People are always drawn to the warmth and the visual texture of a varnished wood kayak, but the beauty of a plywood kayak can and should be more than skin deep. Not only do the sweeping curves of the Coho 17’s multichined hull and beveled deck offer up an elegance that sets a kayak like the Coho apart from mainstream composite and rotomolded plastic kayaks, but this stitch-and-glue kayak is also lighter and stiffer than fiberglass kayaks and plastic kayaks of similar size. Pygmy’s computer-generated panel shapes and laser-cut templates produce kit pieces that will come together in an exceptionally fair hull that will hold its shape for the life of the boat. [Update: Pygmy closed at the outset of the pandemic. —Ed.]
In Pygmy’s early kits, butt blocks were used to back up the joints required to make the full-length strakes. The blocks have been done away with, and the butt joints are now just glued and ’glassed. They are every bit as strong, a bit lighter, and make for a cleaner interior. The bottom of the Coho has a slight V through the midsection, enough of a crease to give the midsection plenty of stiffness. The triple-chined hull is lined off into four well-proportioned strakes. The deck has a central ridge that sheds water well and beveled side panels that keep the beam of the boat low and out of the way of the paddle.
At just under 40 lbs, the Coho is an easy lift and carry. You won’t find yourself muttering by the time you get it into the water. The cockpit opening was long enough for me (I’m a bit over 6′ tall) to get in seat-first. That can be an advantage over a small cockpit that requires you sit on the afterdeck and slide into the cockpit feet-first. If you bail out of the Coho after a capsize, you can crawl aboard, straddle the deck, and drop your weight into the seat.
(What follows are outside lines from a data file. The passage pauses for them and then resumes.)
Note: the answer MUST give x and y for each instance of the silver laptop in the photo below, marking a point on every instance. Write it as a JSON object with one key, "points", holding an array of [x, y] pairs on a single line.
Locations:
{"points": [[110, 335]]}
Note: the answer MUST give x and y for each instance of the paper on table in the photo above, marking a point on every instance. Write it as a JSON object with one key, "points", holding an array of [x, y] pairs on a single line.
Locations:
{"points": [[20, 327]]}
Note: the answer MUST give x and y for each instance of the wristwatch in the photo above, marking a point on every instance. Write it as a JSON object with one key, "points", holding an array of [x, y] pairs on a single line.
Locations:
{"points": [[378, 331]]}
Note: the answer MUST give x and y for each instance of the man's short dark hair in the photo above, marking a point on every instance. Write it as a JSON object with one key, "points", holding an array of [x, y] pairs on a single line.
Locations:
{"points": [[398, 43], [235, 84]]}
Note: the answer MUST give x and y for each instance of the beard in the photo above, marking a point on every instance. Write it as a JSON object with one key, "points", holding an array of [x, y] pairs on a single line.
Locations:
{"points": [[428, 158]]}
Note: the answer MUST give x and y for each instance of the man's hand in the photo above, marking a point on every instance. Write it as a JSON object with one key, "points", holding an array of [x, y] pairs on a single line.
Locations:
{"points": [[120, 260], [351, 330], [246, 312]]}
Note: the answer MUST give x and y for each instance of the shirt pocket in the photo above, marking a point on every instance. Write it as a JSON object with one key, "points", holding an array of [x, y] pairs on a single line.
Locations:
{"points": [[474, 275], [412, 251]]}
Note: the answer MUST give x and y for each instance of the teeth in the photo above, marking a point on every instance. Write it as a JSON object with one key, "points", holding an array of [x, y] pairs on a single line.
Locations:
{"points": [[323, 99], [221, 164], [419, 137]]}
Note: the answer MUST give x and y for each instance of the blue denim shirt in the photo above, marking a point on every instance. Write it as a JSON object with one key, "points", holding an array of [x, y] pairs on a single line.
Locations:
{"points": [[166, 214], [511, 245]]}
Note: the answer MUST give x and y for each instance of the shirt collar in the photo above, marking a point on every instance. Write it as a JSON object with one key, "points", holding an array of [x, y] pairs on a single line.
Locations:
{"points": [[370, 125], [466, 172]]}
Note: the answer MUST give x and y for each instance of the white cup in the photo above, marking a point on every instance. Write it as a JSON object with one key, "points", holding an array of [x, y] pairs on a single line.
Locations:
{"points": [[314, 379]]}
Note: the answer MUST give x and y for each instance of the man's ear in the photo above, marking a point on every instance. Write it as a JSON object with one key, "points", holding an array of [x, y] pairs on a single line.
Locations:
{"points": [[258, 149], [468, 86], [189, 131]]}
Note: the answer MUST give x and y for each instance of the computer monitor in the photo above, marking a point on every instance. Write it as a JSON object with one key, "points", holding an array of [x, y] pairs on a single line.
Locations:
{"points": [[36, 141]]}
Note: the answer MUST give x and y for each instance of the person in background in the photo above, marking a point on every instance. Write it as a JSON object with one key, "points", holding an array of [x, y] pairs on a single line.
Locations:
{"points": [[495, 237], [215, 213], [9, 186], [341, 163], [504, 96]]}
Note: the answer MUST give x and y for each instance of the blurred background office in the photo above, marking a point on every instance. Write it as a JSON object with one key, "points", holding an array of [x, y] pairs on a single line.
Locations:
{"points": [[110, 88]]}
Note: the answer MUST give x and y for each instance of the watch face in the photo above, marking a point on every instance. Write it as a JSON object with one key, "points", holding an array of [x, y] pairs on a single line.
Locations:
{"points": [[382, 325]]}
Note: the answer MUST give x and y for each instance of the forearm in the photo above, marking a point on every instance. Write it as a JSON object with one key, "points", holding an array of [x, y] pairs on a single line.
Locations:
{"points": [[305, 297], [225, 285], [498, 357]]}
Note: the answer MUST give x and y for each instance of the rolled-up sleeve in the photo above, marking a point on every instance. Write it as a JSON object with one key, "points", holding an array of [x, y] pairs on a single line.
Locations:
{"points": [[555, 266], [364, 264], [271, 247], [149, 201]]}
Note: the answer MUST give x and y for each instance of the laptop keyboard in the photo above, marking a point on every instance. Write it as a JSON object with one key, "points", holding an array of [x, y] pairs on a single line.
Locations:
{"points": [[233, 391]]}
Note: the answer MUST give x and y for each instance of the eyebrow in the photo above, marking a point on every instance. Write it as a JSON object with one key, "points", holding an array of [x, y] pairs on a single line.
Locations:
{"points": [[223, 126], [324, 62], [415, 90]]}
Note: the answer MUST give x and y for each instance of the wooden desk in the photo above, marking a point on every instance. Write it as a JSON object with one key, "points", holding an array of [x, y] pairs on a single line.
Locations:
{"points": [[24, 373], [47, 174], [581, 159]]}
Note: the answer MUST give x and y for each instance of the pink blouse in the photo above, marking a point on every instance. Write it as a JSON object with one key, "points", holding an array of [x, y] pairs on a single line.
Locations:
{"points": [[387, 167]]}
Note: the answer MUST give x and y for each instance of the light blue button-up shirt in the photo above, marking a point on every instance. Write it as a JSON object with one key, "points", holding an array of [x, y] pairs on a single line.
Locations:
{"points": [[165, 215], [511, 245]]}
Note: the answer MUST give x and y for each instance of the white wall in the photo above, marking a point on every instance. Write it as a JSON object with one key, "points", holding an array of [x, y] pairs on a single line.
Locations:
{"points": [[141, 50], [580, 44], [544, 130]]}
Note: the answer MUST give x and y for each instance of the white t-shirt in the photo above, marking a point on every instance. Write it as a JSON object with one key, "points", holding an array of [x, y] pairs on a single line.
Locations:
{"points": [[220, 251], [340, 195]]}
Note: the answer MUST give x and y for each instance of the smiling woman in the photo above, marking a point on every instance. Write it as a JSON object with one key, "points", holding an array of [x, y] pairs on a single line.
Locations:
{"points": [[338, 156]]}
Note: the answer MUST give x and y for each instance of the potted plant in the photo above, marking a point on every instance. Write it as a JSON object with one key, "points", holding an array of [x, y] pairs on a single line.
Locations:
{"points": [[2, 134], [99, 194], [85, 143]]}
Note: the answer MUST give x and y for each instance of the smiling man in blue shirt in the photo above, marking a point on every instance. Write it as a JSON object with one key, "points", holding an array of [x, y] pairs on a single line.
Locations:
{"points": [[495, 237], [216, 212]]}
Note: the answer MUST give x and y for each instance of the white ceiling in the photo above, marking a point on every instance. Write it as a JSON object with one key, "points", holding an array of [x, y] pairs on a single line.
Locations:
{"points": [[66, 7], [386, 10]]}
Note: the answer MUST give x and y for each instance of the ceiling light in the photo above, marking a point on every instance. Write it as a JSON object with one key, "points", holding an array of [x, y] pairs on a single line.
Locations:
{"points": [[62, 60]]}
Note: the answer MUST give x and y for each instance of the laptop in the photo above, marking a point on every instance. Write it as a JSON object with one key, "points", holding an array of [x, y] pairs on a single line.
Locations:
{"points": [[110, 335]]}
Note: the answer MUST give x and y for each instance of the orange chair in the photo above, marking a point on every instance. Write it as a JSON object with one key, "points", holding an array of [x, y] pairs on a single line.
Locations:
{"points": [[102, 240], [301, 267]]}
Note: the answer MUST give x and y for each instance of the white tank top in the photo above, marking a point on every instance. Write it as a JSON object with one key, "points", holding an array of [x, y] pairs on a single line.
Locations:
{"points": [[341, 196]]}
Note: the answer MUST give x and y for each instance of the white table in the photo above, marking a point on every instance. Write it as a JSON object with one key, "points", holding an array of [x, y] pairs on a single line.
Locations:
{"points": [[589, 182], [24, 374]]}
Most folks will have enough stability then to get their feet in without having to set up a paddle-float outrigger to stabilize the kayak.
The self-inflating (Therm-a-Rest) seat pad is fairly comfortable initially, but the muscle tension required to keep the legs locked into the thigh braces can eventually lead to fatigue and numbness. The pad also makes for a slightly mushy connection to the boat. For one of my outings in the Coho, I replaced the pad with a minicell foam seat I’d sculpted for one of my own kayaks. My homemade seat is about 15″ long and about 3″ thick at its forward end. Its deep custom-fit contours are more comfortable in the long haul, and the support it provides under my legs keeps my feet from going numb. I also found that the solid connection of the sculpted seat made the Coho easier to control when edging the hull through turns or in surf. If you have rough-water paddling in your sights, carve your stern into a block of minicell.
Once afloat, I felt quite comfortable in the Coho. It has plenty of initial stability so I could set the paddle down and not have to think about keeping the boat upright. Even when the Coho and I were getting slapped around by waves breaking in the shallows, I was able to fiddle with my VHF radio while I had my paddle tucked under my elbow. The Coho has a strong righting moment when set on edge. Canting my hips, I could get the sheer submerged and still feel stable. Only when the coaming touched the water did I feel the stability taper off.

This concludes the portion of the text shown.